Question

How does concentration affect ${{\text{S}}_N}{\text{1}}$ reactions?

Answer 1

Hint : These reactions are a nucleophilic substitution reaction. That is, the functional group already present in the compound is replaced by another functional group which is a nucleophile. Nucleophiles are electron-rich species. And these reactions take place in the presence of a polar solvent.

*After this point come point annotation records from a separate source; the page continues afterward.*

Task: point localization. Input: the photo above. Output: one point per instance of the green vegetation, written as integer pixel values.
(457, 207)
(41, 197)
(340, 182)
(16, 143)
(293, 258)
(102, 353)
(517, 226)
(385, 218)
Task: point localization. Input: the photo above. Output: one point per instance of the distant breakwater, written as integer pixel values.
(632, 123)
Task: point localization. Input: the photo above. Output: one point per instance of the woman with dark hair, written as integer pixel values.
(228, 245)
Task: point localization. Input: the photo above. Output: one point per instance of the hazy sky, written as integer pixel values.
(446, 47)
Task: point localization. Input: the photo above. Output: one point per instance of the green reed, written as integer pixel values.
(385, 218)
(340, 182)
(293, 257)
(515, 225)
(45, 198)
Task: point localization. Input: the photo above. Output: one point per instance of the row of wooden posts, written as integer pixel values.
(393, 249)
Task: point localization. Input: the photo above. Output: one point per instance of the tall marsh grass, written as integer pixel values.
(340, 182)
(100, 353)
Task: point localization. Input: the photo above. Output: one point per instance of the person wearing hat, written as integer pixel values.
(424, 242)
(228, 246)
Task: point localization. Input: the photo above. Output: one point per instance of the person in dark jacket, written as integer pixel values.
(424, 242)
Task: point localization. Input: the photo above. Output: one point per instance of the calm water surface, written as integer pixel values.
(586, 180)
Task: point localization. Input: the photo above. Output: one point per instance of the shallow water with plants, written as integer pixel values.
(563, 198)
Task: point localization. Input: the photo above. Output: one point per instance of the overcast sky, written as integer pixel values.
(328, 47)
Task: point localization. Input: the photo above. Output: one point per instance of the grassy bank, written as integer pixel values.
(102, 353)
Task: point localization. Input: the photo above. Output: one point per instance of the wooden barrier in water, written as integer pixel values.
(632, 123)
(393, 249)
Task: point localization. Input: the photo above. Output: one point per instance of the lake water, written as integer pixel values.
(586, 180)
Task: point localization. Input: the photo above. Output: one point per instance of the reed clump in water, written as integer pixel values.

Complete Step By Step Answer:
The rate-determining step is the slowest step in a reaction mechanism. The rate-determining step determines the rate law of the overall reaction as it limits the overall rate. Observe that in case of ${{\text{S}}_N}{\text{1}}$ reactions, the bond between the substrate and the leaving group is broken when the leaving group departs with the pair of electrons that previously composed the bond. As a result, the carbon atom in which the previous bond was formed now has a positive charge. The positive charge on a carbon atom is known as a carbocation, which comes from the words carbon and cation, which means positively charged atom. The subsequent step which is the formation of bond between nucleophile and carbocation, occurs rapidly. Since, the slow step of the reaction involves only the substrate, the reaction is unimolecular. And since only the substrate is present in the transition state, the rate of the reaction depends only on its concentration, and not on the concentration of the nucleophile.
Hence, the rate of reaction is unchanged by increasing the concentration of the nucleophile. The rate increases as the substrate concentration grows. However, if we have more than one nucleophile competing to bond to the carbocation, the strengths and concentrations of those nucleophiles affect the distribution of products that you will get. For example, ${\left( {{\text{C}}{{\text{H}}_3}} \right)_3}{\text{CCl}}$ reacting in water and formic acid where the water and formic acid are competing nucleophiles, you will get two different products: ${\left( {{\text{C}}{{\text{H}}_3}} \right)_3}{\text{COH}}$ and ${\left( {{\text{C}}{{\text{H}}_3}} \right)_3}{\text{COCOH}}$ . The relative yields of these products depend on the concentrations and relative reactivities of the nucleophiles.

Note :
Note that ${{\text{S}}_N}2$ reactions are bimolecular and so concentrations of both the reactants determine the rate of the reaction. Other factors affecting the rate of the ${{\text{S}}_N}{\text{1}}$ reactions are the strength of the leaving group and the presence of the polar solvent.